# Spell Check



## Pugsly (Jan 7, 2002)

Is there a spell check feature?  If not is there a way to incorporate mine?  I'm a terrible speller and don't want to embarrass myself.


----------



## Bob Hubbard (Jan 7, 2002)

vB is -supposed to have a spellcheck feature, however its been disabled for some reason I can't recall.  (they lost permision to use it, or something.)

Which spellchecker do you have?  It might be possible to integrate it.

I tend to use the lazy way - cut/paste with MS Word, or just wing it. 

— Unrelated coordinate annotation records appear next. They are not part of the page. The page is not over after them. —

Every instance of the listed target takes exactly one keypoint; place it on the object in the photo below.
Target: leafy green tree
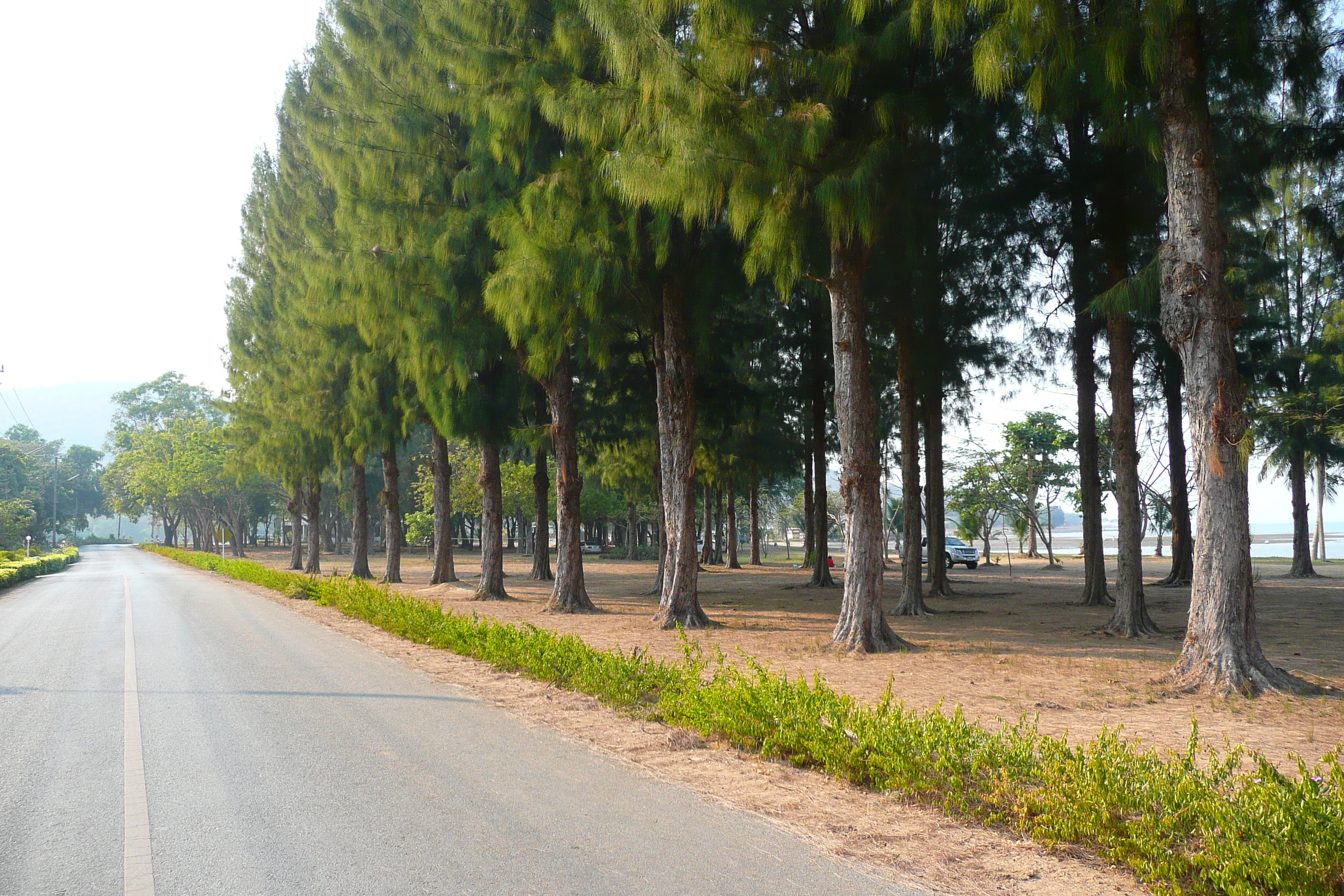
(1195, 56)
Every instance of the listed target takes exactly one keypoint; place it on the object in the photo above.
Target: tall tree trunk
(443, 469)
(315, 527)
(754, 511)
(1301, 568)
(491, 586)
(1183, 546)
(862, 625)
(238, 523)
(934, 509)
(1222, 649)
(680, 601)
(392, 516)
(359, 526)
(718, 526)
(822, 577)
(1320, 507)
(569, 594)
(1131, 619)
(708, 524)
(542, 511)
(663, 518)
(912, 577)
(809, 542)
(733, 528)
(1085, 367)
(296, 524)
(1033, 551)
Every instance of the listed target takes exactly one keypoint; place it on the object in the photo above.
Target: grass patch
(1186, 822)
(15, 568)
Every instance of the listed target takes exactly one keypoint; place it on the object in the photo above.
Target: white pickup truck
(955, 551)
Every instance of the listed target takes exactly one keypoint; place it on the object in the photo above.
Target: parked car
(955, 551)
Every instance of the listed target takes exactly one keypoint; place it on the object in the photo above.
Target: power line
(20, 405)
(8, 409)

I'll do some digging the next few days and see if I can get some more info on that feature though, and how to add it.

:asian:


----------



## Bob Hubbard (Jan 8, 2002)

ok, the spellcheck option installed in vB is no longer available.  did a search at the support forums, and its no longer supported.  Theres a few other options, but they all require serious server-side hacks, which are outside out reach at the moment.  I'll keep my eyes open though for an option.


----------



## arnisador (Jan 11, 2002)

> _Originally posted by Kaith Rustaz _
> *I tend to use the lazy way - cut/paste with MS Word, or just wing it.*



Wing it--a Buffalo joke. I get it.

If you're online anyway, www.dictionary.com is a useful site for checking an individual word that you may be unsure of.


----------